CAFOS, aka concentrated animal feeding operations and factory or mega farms, are known for water pollution. What that pollution does, beyond being disgusting, is still being studied. The latest finding shows multi-drug resistance is more than three times greater near CAFOs than in agricultural streams not impacted by the farms.
The CAFO research, from Eastern Michigan University's Center for Aquatic Microbial Ecology, was published recently in the Water, Air, & Soil Pollution journal. Oh, and there's more: The researchers found that sites near CAFO farms had poor water quality, with elevated total phosphorus and turbidity. And multi-drug-resistant bacteria were significantly more common at sites impacted by CAFO farms.
"Our results indicate that CAFO farms not only impair traditional measures of water quality but may also increase the prevalence of multi-drug-resistant bacteria in natural waters," according to an abstract.
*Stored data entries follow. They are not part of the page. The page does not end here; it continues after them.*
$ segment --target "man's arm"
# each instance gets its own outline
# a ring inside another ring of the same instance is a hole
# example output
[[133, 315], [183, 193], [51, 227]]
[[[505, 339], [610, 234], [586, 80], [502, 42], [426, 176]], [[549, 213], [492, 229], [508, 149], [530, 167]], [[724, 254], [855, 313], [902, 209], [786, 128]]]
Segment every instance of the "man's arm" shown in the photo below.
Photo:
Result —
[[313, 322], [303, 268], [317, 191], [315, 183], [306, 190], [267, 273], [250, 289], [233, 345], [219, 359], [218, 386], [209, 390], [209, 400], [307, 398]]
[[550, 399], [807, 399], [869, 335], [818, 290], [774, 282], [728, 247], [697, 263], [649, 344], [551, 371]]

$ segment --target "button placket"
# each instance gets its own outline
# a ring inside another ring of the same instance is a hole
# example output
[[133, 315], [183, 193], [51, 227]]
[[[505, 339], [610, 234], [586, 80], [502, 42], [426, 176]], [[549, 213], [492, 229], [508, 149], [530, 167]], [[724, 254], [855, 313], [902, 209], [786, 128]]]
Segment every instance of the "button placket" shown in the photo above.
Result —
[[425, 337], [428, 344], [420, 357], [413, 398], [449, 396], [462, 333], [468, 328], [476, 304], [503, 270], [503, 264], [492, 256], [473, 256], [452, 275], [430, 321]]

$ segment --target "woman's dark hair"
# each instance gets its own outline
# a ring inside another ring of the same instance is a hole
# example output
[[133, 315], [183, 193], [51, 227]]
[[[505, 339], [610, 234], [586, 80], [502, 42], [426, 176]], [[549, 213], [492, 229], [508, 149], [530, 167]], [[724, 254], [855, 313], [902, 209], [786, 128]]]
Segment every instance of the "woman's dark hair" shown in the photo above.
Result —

As for the "three times" finding, the researchers found that the proportion of multi-drug resistance at "agriculturally impaired" sites near CAFOs was 41.6%, or almost three times greater than that at "agriculturally unimpaired sites" away from the big farms.
Speaking of big farms, six of 10 sites examined in the study were located near an agricultural area in Hudson, Michigan. That area is home to a dozen "livestock factories," according to Environmentally Concerned Citizens of South Central Michigan, which has a website with the catchy address of nocafos.org. The group keeps track of environmental violations by factory farms in Michigan, where there's an ongoing struggle between state environmental regulators and bad actors in the agricultural industry.
What does the latest study mean? That will probably be debated for some time, especially with comparisons between discharges from farms to faulty septic systems and other "nonpoint sources."
The researchers conclude: "The risk to human and animal health posed by the high incidence of antibiotic resistance and gene transfer is unknown. Traditional measures of chemical and biological water quality do not appear to be direct surrogates for detection of the prevalence of antibiotic resistance ... We echo previous suggestions ... that testing for antibiotic resistance genes in bacterial strains become part of the standard methods for examining and regulating water quality and wastewater discharge in areas at high risk for pollution from human and animal waste."
Another idea: Moving back to more traditional forms of farming.